I think the best explanation is that the same general rules regarding the definite article ("THE") and the indefinite article ("A") are at play, but it's harder to conceptualize with such an abstract noun as "time".
The best way to show what I mean is by example.
1-At the time when I was shepherd, one could only see wolves with binoculars.
The time when this guy was a shepard is a specific, discrete block of time. During that time, there was only one way to see wolves. (DEFINITE ARTICLE)
2-This is the time when I'm finally able to relax.
This one's trickier. Let's imagine what scenario when this sentence would sound right. You're sitting by the pool with a nice drink, as you do every day at 3 PM. This sentence is a somewhat exagerrated statement that this is THE specific time when you can actually feel relaxed. It may not be literally true, but think of how a weird a similar sentence would sound with the indefinite article: You're at a great bar, and you want to tell your buddy next to you how cool you think it is. "This is THE place to be!" is more idiomatic than "this is A place to be", which while technically correct, is weak and meaningless.
3*-There used to be a time when I loved my mom. (Isn't she or he talking about a specific time?)*
It's not specific enough to use the definite article. If the sentence were "Last month was the time when I love dmy mom", then you'd be right. But the speaker is just saying that a time when that was true used to exist. (INDEFINITE)

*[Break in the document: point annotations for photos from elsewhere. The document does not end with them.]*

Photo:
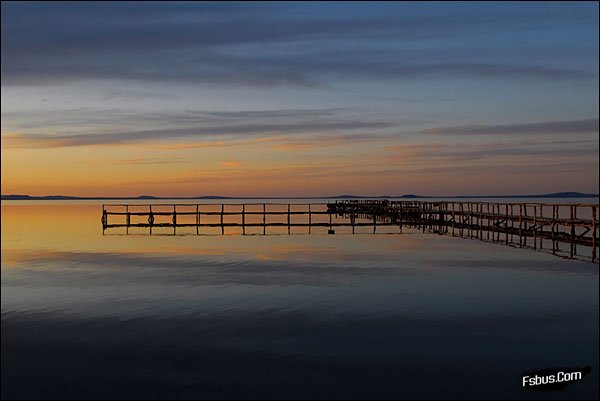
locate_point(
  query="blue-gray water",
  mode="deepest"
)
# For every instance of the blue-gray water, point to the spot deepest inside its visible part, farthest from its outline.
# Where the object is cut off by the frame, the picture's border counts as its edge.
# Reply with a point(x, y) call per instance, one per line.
point(344, 316)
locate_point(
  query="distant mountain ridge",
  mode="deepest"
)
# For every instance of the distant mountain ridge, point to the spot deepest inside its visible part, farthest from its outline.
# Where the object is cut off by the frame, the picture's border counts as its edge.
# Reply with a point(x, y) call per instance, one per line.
point(345, 196)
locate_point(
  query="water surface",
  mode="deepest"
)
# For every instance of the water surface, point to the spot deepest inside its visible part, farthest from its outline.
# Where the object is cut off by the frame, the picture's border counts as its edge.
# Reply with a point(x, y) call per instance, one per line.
point(337, 316)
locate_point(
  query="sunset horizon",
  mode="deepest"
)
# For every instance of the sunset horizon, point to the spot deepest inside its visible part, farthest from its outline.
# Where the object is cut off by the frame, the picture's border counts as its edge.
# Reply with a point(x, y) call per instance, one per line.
point(178, 99)
point(300, 200)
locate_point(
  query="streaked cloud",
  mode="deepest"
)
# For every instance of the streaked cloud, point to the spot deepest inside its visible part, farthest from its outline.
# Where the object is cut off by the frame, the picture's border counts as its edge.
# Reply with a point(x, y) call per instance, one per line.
point(271, 44)
point(15, 140)
point(585, 126)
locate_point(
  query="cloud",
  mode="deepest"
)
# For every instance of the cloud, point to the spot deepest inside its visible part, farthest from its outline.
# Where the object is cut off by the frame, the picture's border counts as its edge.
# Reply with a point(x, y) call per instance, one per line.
point(295, 44)
point(585, 126)
point(130, 137)
point(230, 163)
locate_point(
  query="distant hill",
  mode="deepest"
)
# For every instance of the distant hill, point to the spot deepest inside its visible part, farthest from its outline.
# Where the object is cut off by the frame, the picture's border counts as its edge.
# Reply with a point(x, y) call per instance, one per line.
point(345, 196)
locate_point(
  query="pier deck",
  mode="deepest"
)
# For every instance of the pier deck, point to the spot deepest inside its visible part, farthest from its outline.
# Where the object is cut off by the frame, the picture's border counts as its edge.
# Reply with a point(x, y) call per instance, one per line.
point(536, 225)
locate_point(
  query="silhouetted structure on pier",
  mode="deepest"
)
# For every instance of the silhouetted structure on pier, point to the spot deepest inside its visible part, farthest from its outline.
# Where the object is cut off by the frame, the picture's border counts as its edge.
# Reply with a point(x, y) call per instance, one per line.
point(535, 225)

4-Anna Akhmatova lived at a time when poetry mattered.
There may be many different times in history when poetry mattered. We don't know which one Anna lived during, but she lived in one of them. (INDEFINITE)
N.B. - There is also an idiomatic usage worth noting. For example, if a judge asked you whether you were employed when you robbed the liquor store last month, the idiomatic English response would be "At the time, no".